Néo-impressionnisme : Né en France, le Néo-Impressionnisme regroupe deux tendances : le Pointillisme et le Divisionnisme. Il traite essentiellement de l’exploration de la lumière et de la couleur selon une approche scientifique, issue des recherches sur l’optique et les mathématiques. Maximilien Luce et Paul-Edmond Cross sont des acteurs importants de ce mouvement mais c’est surtout Paul Signac qui contribue à sa reconnaissance. Ce mouvement pictural apparu au tournant du siècle annonce une nouvelle ère, un renouveau…

Les XX : un cercle artistique belge influent. Fondé par 13 artistes belges en 1883, le cercle des Vingt est une association dont ses membres sont connus sous le nom des Vingtistes. Ils entretiennent des liens étroits avec l’avant-garde parisienne et le travail sur la lumière. Parmi les artistes les plus célèbres figurent Theo van Rysselberghe et Fernand Khnopff.

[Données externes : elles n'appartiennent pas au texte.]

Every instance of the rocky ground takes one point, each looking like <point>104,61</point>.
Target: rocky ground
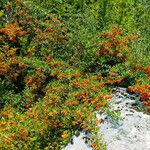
<point>130,133</point>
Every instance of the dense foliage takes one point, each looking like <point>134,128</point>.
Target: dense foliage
<point>59,60</point>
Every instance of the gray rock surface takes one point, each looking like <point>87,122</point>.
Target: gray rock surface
<point>130,133</point>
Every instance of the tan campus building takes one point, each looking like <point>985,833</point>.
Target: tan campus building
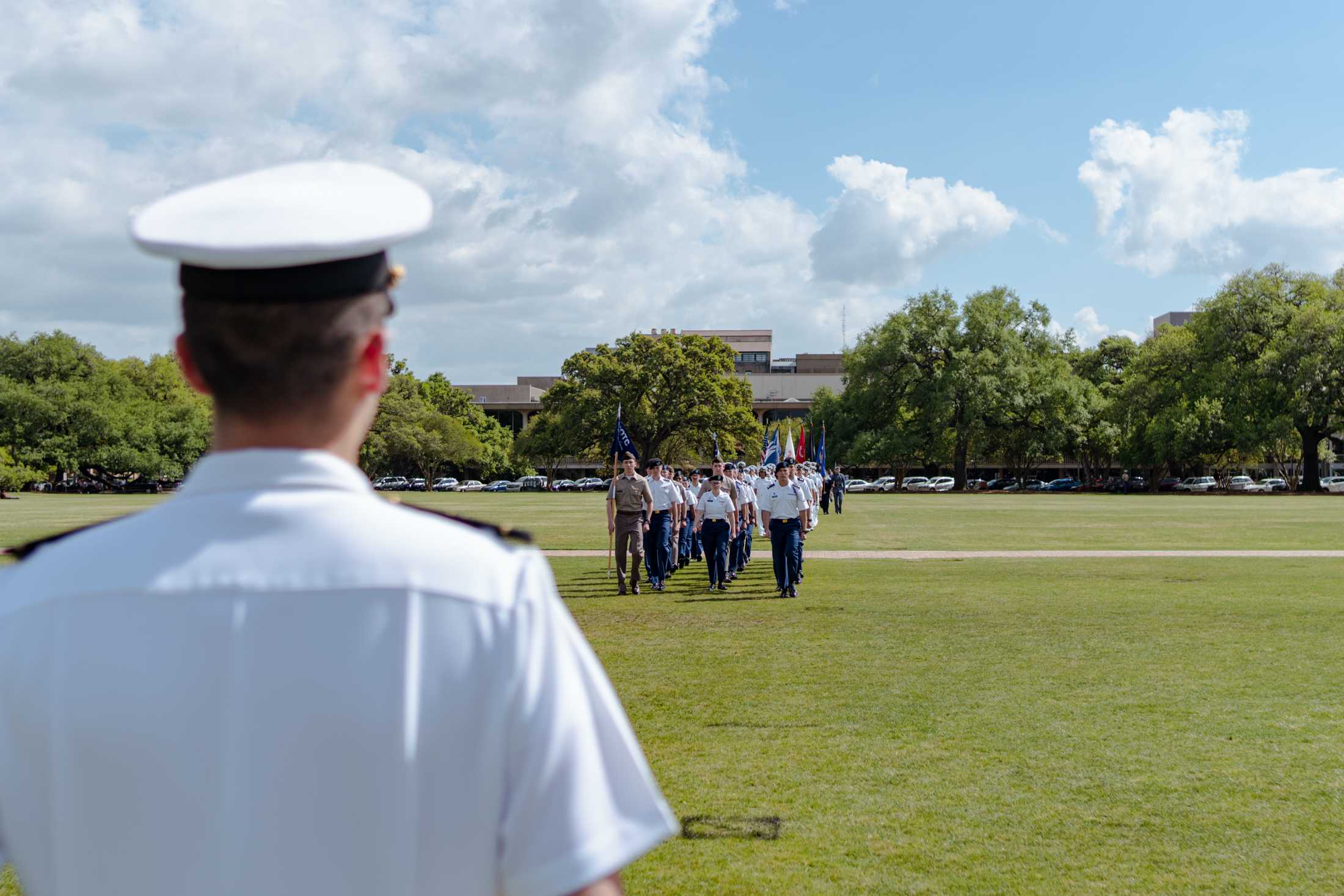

Le portrait : l’art de capturer l’essence humaine. Les portraits à charge mettent exagérément l’accent sur les traits physiques à des fins satiriques. Les artistes qui les pratiquent à la fin du XIXe et au début du XXe siècle, notamment le groupe contestataire des Incohérents, ont cherché à échapper aux critères de l’art académique en faveur de nouvelles visions qui incluent des distorsions et des exagérations de la figure humaine. Cette évolution a permis à l’humour, à la satire et à la parodie de s’exprimer et d’entrer dans le domaine des beaux-arts.

Cette nouvelle exposition du Palais Lumière offre ainsi à tous l’occasion rare de découvrir des aquarelles, dessins, estampes, affiches et autres objets de plus de 170 artistes français et belges représentatifs de la fin du XIXe siècle, période d’effervescence artistique en Europe.

Véronique Spahis

Du 19 avril 2025 au 4 janvier 2026

Palais Lumière, Quai Charles-Albert Besson 74500 Évian
Ouvert du mercredi au dimanche de 10h à 18h, mardi de 14h à 18h (10h-18h pendant les vacances scolaires) et les jours fériés (fermé le 25 décembre et le 1er janvier).